The stories held in the library halls

Farber Library is a common place for Brandeis students to meet up with friends and do work. Now it is questionable how much work you will get done on Farber Mezzanine, but the building has some of the highest foot traffic on campus as it is frequented by students working on group projects and going to office hours. For a building with so many people passing through its doors every day, community members often go right by The Robert D. Farber University Archives & Special Collections Department, which lies just below library goers on Farber 3. 

The University Archives & Special Collections are home to the university’s unique and rare primary sources. These sources are available to students, though they may be viewed in different formats, according to their website. The archives are divided into three main sections: university archives, specialized collections and digitized collections.  

The university archives collection, “reflect[s] many aspects of Brandeis University’s history, development and function,” according to the archive’s website. Included in this collection are photos from decades past of the university. You can take a look back at how the university used to look over the course of its 75 years. You may be surprised to see how similar it looks and yet at the same time so different. 

The Brandeis Archives Instagram page features photos from the university’s past, including professors lecturing in rooms whose chalkboards look eerily familiar. While the style of the students may be different, it’s very easy to pinpoint spots on campus. Another post features photos of students playing in the snow. While some of the buildings are no longer still standing on campus, there are glimpses of dorm halls first-years still reside in today. 

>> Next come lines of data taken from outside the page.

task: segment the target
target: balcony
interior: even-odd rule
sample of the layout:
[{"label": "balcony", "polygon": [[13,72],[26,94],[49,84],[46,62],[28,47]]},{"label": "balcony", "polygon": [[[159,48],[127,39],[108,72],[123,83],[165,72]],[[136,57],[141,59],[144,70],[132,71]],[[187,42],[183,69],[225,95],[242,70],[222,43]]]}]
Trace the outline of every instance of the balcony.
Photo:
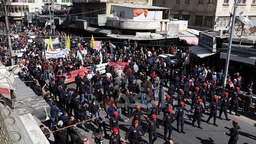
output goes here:
[{"label": "balcony", "polygon": [[72,0],[72,3],[107,3],[107,0]]},{"label": "balcony", "polygon": [[108,19],[107,26],[123,29],[158,29],[160,28],[160,22],[153,20],[140,21],[125,19]]}]

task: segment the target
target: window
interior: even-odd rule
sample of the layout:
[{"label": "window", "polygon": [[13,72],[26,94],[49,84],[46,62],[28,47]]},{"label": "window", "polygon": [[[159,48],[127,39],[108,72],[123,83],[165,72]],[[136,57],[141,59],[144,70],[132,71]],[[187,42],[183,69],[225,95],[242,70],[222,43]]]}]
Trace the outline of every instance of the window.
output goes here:
[{"label": "window", "polygon": [[224,0],[224,4],[228,4],[229,3],[229,0]]},{"label": "window", "polygon": [[[156,2],[155,1],[155,3]],[[165,4],[165,0],[162,0],[162,4]]]},{"label": "window", "polygon": [[239,4],[246,4],[246,0],[239,0],[238,3]]},{"label": "window", "polygon": [[197,26],[202,26],[203,24],[203,16],[196,16],[195,25]]}]

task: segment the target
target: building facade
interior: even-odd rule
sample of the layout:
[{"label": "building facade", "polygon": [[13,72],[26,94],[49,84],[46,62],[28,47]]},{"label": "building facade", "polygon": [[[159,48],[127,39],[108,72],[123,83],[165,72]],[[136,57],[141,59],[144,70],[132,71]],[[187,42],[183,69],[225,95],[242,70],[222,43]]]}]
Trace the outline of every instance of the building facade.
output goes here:
[{"label": "building facade", "polygon": [[[170,8],[174,18],[188,20],[190,28],[218,30],[226,29],[230,25],[234,3],[230,0],[155,0],[152,5]],[[255,24],[255,10],[256,0],[238,0],[236,15],[243,11],[243,15]]]},{"label": "building facade", "polygon": [[[50,0],[11,0],[10,5],[7,5],[8,9],[8,16],[10,22],[20,22],[26,17],[27,12],[34,13],[38,12],[39,14],[44,9],[45,4],[47,4]],[[54,8],[51,9],[60,9],[58,5],[70,5],[72,4],[71,0],[53,0],[50,3],[54,3]],[[3,9],[3,10],[4,10]]]}]

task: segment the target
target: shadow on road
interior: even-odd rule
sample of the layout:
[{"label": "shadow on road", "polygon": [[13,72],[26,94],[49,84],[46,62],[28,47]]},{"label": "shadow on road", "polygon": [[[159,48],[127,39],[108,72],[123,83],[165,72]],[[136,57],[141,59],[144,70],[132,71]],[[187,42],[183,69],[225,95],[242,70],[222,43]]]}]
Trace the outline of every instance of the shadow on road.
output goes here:
[{"label": "shadow on road", "polygon": [[[226,126],[225,126],[224,127],[225,129],[227,129],[229,130],[230,131],[230,128],[228,128]],[[252,140],[256,140],[256,136],[252,135],[251,134],[246,133],[245,132],[243,132],[242,131],[240,131],[240,132],[239,133],[239,134],[242,136],[244,136],[244,137],[246,137],[248,138],[250,138],[250,139],[252,139]],[[239,136],[239,135],[238,136]]]},{"label": "shadow on road", "polygon": [[196,137],[196,138],[201,141],[201,143],[203,144],[215,144],[213,143],[214,141],[211,138],[209,138],[209,139],[201,139],[199,137]]}]

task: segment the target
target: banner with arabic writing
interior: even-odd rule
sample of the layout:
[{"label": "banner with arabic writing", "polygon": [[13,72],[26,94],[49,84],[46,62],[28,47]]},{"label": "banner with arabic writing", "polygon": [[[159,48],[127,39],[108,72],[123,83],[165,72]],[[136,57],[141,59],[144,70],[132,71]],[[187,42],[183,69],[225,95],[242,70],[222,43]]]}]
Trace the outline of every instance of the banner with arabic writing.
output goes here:
[{"label": "banner with arabic writing", "polygon": [[65,58],[68,54],[68,49],[65,49],[60,51],[52,52],[45,51],[45,56],[46,59],[58,59],[59,58]]}]

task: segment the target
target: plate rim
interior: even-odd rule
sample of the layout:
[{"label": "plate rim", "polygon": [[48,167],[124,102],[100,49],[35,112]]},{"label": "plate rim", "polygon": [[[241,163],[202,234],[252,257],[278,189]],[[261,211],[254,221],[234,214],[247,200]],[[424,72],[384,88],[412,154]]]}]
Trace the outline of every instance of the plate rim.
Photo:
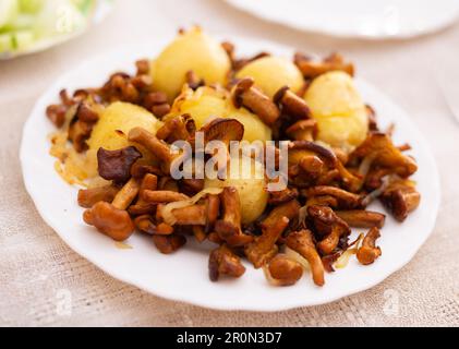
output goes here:
[{"label": "plate rim", "polygon": [[[237,43],[241,41],[241,40],[247,41],[246,38],[241,39],[241,38],[238,38],[238,37],[234,37],[234,36],[232,36],[231,38],[234,38],[234,40]],[[249,39],[249,43],[253,43],[253,38]],[[291,51],[293,49],[291,47],[287,47],[287,46],[279,45],[279,44],[274,43],[274,41],[268,41],[268,40],[263,40],[263,39],[262,40],[257,39],[257,44],[259,44],[259,46],[264,45],[264,44],[270,44],[270,46],[268,46],[270,48],[279,47],[279,48],[282,48],[282,49],[287,49],[289,51]],[[141,46],[137,46],[137,47],[141,47]],[[125,50],[125,48],[123,49],[123,51],[124,50]],[[104,55],[95,56],[95,57],[88,59],[87,61],[84,61],[81,64],[76,65],[74,68],[74,70],[80,70],[84,65],[90,64],[92,62],[97,61],[98,59],[101,59],[104,57],[113,57],[120,50],[113,50],[113,51],[110,51],[110,52],[106,52]],[[113,64],[113,68],[114,68],[114,64]],[[389,277],[394,273],[396,273],[396,272],[400,270],[402,267],[404,267],[414,257],[414,255],[419,252],[421,246],[425,243],[425,241],[432,236],[432,233],[434,231],[436,218],[437,218],[437,214],[438,214],[438,209],[439,209],[439,204],[440,204],[440,177],[439,177],[438,166],[435,161],[435,157],[433,156],[431,147],[428,146],[428,142],[427,142],[426,137],[419,130],[416,124],[413,123],[410,120],[409,113],[407,111],[404,111],[398,104],[396,104],[389,96],[387,96],[384,92],[376,88],[372,84],[365,82],[364,80],[355,79],[359,84],[366,85],[367,88],[373,89],[375,93],[381,95],[382,98],[384,98],[385,100],[390,103],[394,107],[396,107],[400,111],[402,111],[403,117],[410,123],[410,127],[414,128],[414,132],[418,134],[418,137],[420,137],[420,141],[422,141],[419,146],[423,148],[423,152],[425,152],[425,154],[424,154],[425,157],[428,158],[430,163],[432,163],[434,165],[432,170],[433,170],[433,174],[435,176],[435,181],[432,182],[432,186],[434,188],[433,191],[434,191],[434,196],[435,196],[434,198],[435,200],[434,200],[434,203],[432,203],[432,205],[433,205],[432,206],[433,209],[431,210],[432,218],[430,220],[428,229],[426,229],[426,230],[428,230],[428,233],[425,234],[425,237],[422,239],[422,241],[421,240],[419,241],[416,248],[413,249],[413,251],[411,253],[406,253],[402,258],[399,258],[399,263],[397,264],[397,266],[395,266],[392,268],[386,268],[385,273],[381,273],[377,278],[373,279],[371,285],[369,285],[369,284],[363,285],[362,284],[361,286],[353,287],[351,290],[346,291],[343,294],[341,294],[340,292],[336,292],[334,297],[329,297],[326,300],[316,301],[316,302],[305,302],[304,298],[297,298],[297,299],[292,298],[291,300],[287,299],[281,305],[278,304],[278,303],[274,303],[274,302],[273,303],[267,302],[263,306],[261,306],[258,303],[256,303],[256,304],[245,303],[243,306],[240,306],[240,305],[234,306],[230,302],[228,302],[226,304],[221,304],[221,302],[219,302],[218,300],[215,301],[214,299],[205,299],[205,300],[195,299],[195,298],[191,299],[191,298],[186,297],[185,292],[183,292],[183,294],[179,294],[177,292],[173,293],[173,294],[170,294],[170,293],[167,293],[166,291],[162,291],[161,289],[152,290],[150,288],[147,288],[146,286],[144,286],[142,282],[137,281],[136,279],[130,278],[129,276],[126,276],[122,272],[119,272],[116,268],[110,268],[107,265],[107,263],[106,264],[100,263],[99,261],[97,261],[97,258],[93,257],[89,253],[83,251],[75,243],[73,243],[71,240],[69,240],[65,234],[59,233],[59,229],[58,229],[57,224],[55,222],[53,216],[50,213],[48,213],[45,209],[45,207],[43,207],[43,205],[40,205],[40,203],[38,202],[38,198],[37,198],[37,194],[35,192],[36,190],[33,186],[33,181],[29,180],[32,176],[27,171],[27,169],[28,169],[28,166],[27,166],[28,155],[26,153],[26,141],[25,141],[24,135],[26,134],[28,128],[32,127],[33,116],[35,113],[41,112],[43,117],[45,118],[44,111],[38,110],[38,109],[43,105],[44,100],[46,100],[47,93],[51,89],[57,89],[60,86],[62,86],[61,81],[65,81],[68,79],[68,75],[72,74],[72,71],[69,71],[64,74],[61,74],[57,80],[55,80],[55,82],[52,84],[49,85],[48,88],[46,88],[46,91],[36,100],[33,109],[29,112],[29,116],[28,116],[27,120],[24,123],[24,127],[23,127],[23,130],[22,130],[21,146],[20,146],[20,161],[21,161],[23,181],[24,181],[25,189],[26,189],[28,195],[31,196],[37,212],[39,213],[41,218],[45,220],[45,222],[55,230],[55,232],[60,237],[60,239],[62,241],[64,241],[64,243],[68,246],[70,246],[74,252],[80,254],[82,257],[86,258],[93,265],[95,265],[99,269],[104,270],[105,273],[107,273],[111,277],[114,277],[116,279],[121,280],[122,282],[130,284],[134,287],[137,287],[137,288],[140,288],[140,289],[142,289],[142,290],[144,290],[144,291],[146,291],[150,294],[160,297],[162,299],[183,302],[183,303],[193,304],[193,305],[198,305],[198,306],[203,306],[203,308],[206,308],[206,309],[221,310],[221,311],[274,312],[274,311],[286,311],[286,310],[301,308],[301,306],[321,305],[321,304],[326,304],[326,303],[337,301],[337,300],[339,300],[343,297],[349,297],[349,296],[359,293],[361,291],[371,289],[371,288],[379,285],[387,277]],[[44,141],[46,141],[46,140],[44,140]]]},{"label": "plate rim", "polygon": [[258,20],[267,21],[270,23],[275,23],[281,25],[287,28],[293,28],[295,31],[300,31],[303,33],[311,33],[311,34],[318,34],[318,35],[326,35],[330,37],[341,38],[341,39],[360,39],[360,40],[367,40],[367,41],[383,41],[383,40],[407,40],[415,37],[422,37],[428,34],[437,33],[443,29],[448,28],[449,26],[454,25],[455,22],[459,19],[459,5],[456,11],[448,17],[447,21],[443,23],[437,23],[428,28],[423,28],[419,31],[410,31],[402,34],[375,34],[375,35],[365,35],[359,33],[357,31],[348,31],[348,32],[338,32],[336,29],[329,27],[321,27],[317,25],[301,25],[297,23],[289,22],[285,19],[279,19],[275,15],[269,15],[267,13],[257,13],[250,9],[249,7],[241,5],[241,0],[225,0],[227,4],[242,11],[244,13],[250,14],[253,17]]}]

Massell Quad and the library are easily recognizable, though the students photographed have long since graduated. These snapshots into the past not only show us how far the university has come but also serve as a reminder that we will one day become a part of the history of this campus as well. 

The archives also has a collection dedicated to Middlesex University—also formerly called the Middlesex College of Medicine and Surgery, followed by University of Massachusetts—which sat on Brandeis’ campus. The learning institution opened in 1914 after being founded by John Hall Smith, according to the archives. When the university transferred its charter, Brandeis was then formed in 1948. The photos from the Middlesex University collection date from approximately 1915 to 1950, according to the archives. The information in the collection centers on documenting campus buildings and construction as well as classroom spaces. Included in these photographs are photos of Usen Castle, which was partially demolished in 2017 to make room for Skyline Residence Hall. While a majority of the castle was torn down, one tower remains on campus. In the archives, the full structure is preserved in film. The spires of the castle are photographed, including the multiple towers that got removed from the structure. In some of the photos as well, you can observe the reservoir that used to be overlooked by the castle. Many students may not be aware that there was once a man-made reservoir on campus, where Usdan Student Center now sits.

The special archives are also home to more than 10,000 rare books. Included in these are volumes of fairy tales that have been preserved in their physical copies. Also in the archives are autographs including those of Isaac Newton and Leo Tolstoy. The university also has preserved some auto recordings from famous alumni, including Abbie Hoffman. 

The university’s archives stand as a reminder of how far the university has come. The archives highlight the lives and legacies of those who’ve been a part of this university in various magnitudes—whether as a faculty member or a student. So stop by the archives and take a step into yesteryear.